I recall thinking "Well, you ARE English..." confirming what everybody in France already knows: the English eat out of garbage cans.
But he ASSURED me, and he even prepared a "tartine" of Marmite to prove it. He suggested that there was something deficient about my manhood if I would not even take a bite (and it is very GALLING for a Frenchman to have his manhood questioned by an Englishman, because we ALL know they're poofs). So I had to try it.
Now, I noticed that there was quite a bit different about this Marmite Tartine in London than my Vegemite pile in Perth. For one thing, the Brit had TOASTED the bread. I guess if you're going to smear rotten fish on bread, it's slightly less revolting if you remove the nauseating sponginess from it.

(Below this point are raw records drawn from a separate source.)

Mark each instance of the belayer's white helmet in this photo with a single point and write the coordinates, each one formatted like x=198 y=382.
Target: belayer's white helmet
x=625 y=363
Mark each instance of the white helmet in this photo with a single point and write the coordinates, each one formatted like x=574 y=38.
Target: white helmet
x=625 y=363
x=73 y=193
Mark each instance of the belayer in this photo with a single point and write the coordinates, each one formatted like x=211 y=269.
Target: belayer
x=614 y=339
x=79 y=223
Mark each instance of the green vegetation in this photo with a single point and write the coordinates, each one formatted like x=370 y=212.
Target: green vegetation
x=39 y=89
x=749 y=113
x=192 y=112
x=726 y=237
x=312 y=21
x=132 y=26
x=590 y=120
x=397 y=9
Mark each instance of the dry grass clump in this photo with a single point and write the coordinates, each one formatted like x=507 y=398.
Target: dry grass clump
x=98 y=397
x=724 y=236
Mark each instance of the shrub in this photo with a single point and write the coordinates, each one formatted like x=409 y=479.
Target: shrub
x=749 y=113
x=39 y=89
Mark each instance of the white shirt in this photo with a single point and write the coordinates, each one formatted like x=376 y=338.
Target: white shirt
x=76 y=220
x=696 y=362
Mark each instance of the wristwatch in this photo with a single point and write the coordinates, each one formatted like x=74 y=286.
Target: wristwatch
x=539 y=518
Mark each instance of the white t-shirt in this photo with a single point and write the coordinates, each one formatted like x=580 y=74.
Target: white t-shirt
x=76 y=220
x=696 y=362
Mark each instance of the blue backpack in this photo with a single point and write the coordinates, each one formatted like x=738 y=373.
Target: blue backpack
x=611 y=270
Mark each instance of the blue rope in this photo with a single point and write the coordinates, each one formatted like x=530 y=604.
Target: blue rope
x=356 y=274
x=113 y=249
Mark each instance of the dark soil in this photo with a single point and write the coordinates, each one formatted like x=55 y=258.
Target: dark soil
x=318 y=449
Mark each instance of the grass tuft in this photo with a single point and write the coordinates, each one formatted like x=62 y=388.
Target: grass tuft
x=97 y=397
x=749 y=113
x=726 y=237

Second, he had spread a pretty thick bed of butter on the toast, and the butter was from Normandie (ah, Europe), so here were two good things: toast and French butter. And then I noticed that the Marmite was VERY thinly spread. It was about a molecule thick, perhaps a half of teaspoon on the whole piece of toast (contrasted with the 12 full teaspoons - 4 tablespoons - a quarter of a cup of Vegemite I had slathered on the raw bread down in Perth).
Gingerly, and Ah! Slowly!, I brought the [bless and do not curse][bless and do not curse][bless and do not curse][bless and do not curse] Slime on Toast up to my face. I did not sniff it. I knew if I felt that heady scent of demon anus like a stinky fist right in my center of conscience, I'd never even get one bite down, and then this English Poof would have beaten the Frenchman. Unacceptable.
So I bit down, and...it wasn't so bad. It was salty. I tasted the toast, I tasted the butter. The Marmite just added this saltiness to it, a yeasty saltiness.
I told him about the Vegemite and he almost blew his coffee out his nose laughing. "Mate, you can't eat Marmite out of a jar like Peanut spread. Who would ever DO such a thing. Ha ha ha."
So, my final judgment is that if Vegemite is anything like Marmite, it is the Australian equivalent of Fugu, that poisonous fish that will absolutely kill you unless it's prepared by an expert Japanese sushi chef. Non-natives should only attempt to eat a Vegemite sandwich that has been prepared by a native Aussie or Brit.
It's actually pretty good in single-molecule doses. Eaten like peanut butter, it could be a very cruel execution method.